A November 2017 EPO study, Patents, Trade and FDI inside the European Union, suggests better harmonisation of Europe’s patent system has the possibility to increase trade and foreign direct investment in high-tech sectors, delivering annual gains of €14.6 billion ($A22.8 billion) in trade and €1.8 billion (A$2.81 billion) in foreign direct investment.

Fröhlinger believes Australian businesses across all sectors have opportunities to expand into the European market, which boasts more than 500 million people, high gross domestic product and robust consumer demand. “It’s extremely important for Australian businesses to comprehend that there is a big change ahead in Europe. I’m not talking no more than patents,” Fröhlinger says. “It’s very important to get an integrated IP portfolio considering patents and trademarks and (covering) design. Should they don’t have (IP) people in-house they ought to attempt to get strategic business advice.”

The need for intangible assets – This call to action for Australian businesses may come as the worldwide Innovation Index 2017 reports on countries’ IP receipts being a percentage of total trade. Essentially, the measure indicates how a country has been doing on the IP front. While Australia scores well in terms of inputs into research and development, the usa (5.1 percent), Japan (4.7 per cent) and Finland (2.9 per cent) easily outperform Australia (.3 per cent) on IP royalties.

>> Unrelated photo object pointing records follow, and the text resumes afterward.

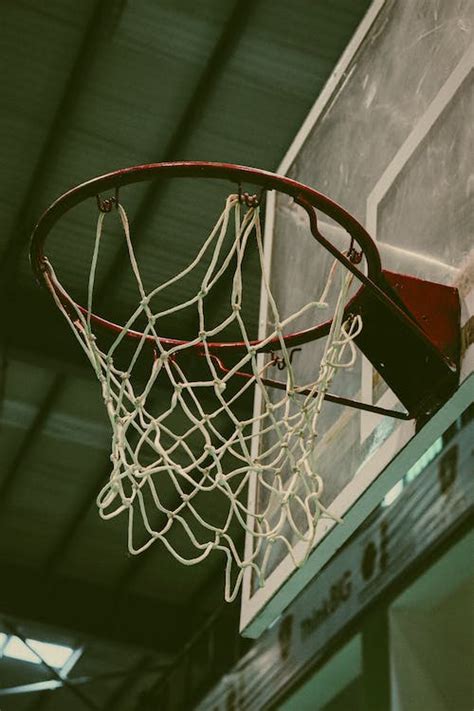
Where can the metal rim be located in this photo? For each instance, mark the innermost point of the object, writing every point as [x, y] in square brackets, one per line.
[199, 169]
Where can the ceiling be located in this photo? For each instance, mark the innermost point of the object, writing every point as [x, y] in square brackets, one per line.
[88, 88]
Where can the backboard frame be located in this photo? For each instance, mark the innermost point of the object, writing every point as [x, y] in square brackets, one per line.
[262, 607]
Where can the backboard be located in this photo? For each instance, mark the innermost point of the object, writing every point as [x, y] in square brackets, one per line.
[389, 140]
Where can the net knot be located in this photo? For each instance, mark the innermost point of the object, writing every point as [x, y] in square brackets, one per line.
[219, 385]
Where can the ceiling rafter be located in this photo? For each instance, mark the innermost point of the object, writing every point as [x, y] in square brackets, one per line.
[27, 212]
[31, 437]
[90, 610]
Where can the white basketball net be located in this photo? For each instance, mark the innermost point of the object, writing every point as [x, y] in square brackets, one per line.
[196, 477]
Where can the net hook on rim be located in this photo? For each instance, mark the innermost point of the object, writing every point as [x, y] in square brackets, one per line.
[107, 204]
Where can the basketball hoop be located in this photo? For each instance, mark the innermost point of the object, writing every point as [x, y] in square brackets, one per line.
[185, 463]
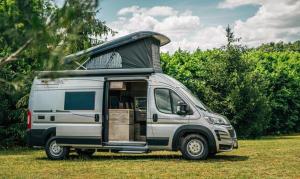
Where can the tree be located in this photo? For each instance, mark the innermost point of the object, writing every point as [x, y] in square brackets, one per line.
[35, 35]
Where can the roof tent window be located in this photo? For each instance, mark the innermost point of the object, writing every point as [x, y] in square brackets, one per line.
[108, 60]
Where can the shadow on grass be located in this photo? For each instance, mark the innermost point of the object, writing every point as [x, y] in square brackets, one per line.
[217, 158]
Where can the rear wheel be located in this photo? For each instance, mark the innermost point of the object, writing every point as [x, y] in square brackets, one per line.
[194, 147]
[54, 151]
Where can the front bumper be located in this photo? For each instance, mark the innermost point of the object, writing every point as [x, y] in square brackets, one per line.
[226, 138]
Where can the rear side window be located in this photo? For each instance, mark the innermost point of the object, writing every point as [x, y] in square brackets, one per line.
[80, 100]
[163, 100]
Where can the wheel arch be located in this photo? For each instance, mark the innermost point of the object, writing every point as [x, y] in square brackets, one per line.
[48, 133]
[193, 129]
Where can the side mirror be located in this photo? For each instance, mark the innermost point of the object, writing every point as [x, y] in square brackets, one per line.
[182, 108]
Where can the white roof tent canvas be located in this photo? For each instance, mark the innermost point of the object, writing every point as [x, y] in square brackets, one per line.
[136, 50]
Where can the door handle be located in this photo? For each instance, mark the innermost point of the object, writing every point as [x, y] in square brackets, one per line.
[96, 117]
[155, 118]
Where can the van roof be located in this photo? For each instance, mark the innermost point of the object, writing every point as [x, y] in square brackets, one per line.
[163, 40]
[97, 72]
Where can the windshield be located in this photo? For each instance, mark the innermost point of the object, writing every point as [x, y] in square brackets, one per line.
[188, 92]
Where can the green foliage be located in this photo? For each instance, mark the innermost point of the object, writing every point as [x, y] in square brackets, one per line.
[51, 32]
[257, 89]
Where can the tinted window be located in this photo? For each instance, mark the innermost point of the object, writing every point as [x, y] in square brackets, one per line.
[167, 101]
[163, 101]
[175, 100]
[80, 100]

The message? Typically, Australian companies are certainly not good at converting research into value and treat IP nearly as an administrative function. The exceptions are health tech leaders, including medical device dppdwz Cochlear and sleep-disorder business ResMed, which understand the importance of intangible assets such as brand and data use, and build their businesses around it.

In a knowledge-based economy, IP has become Patent A Product and governing it is not only a matter of organising trademarks and patents. Intangible assets are rapidly increasingly important than tangible assets and require appropriate consideration.

An overview of Australia’s top listed companies, released by Glasshouse Advisory in September 2017, endorses this kind of sentiment. It reveals that 38 per cent of the companies’ value (regarding a$550 billion) will not be included on their own balance sheets; this means that that investors are operating without insights into a significant proportion from the corporate asset base.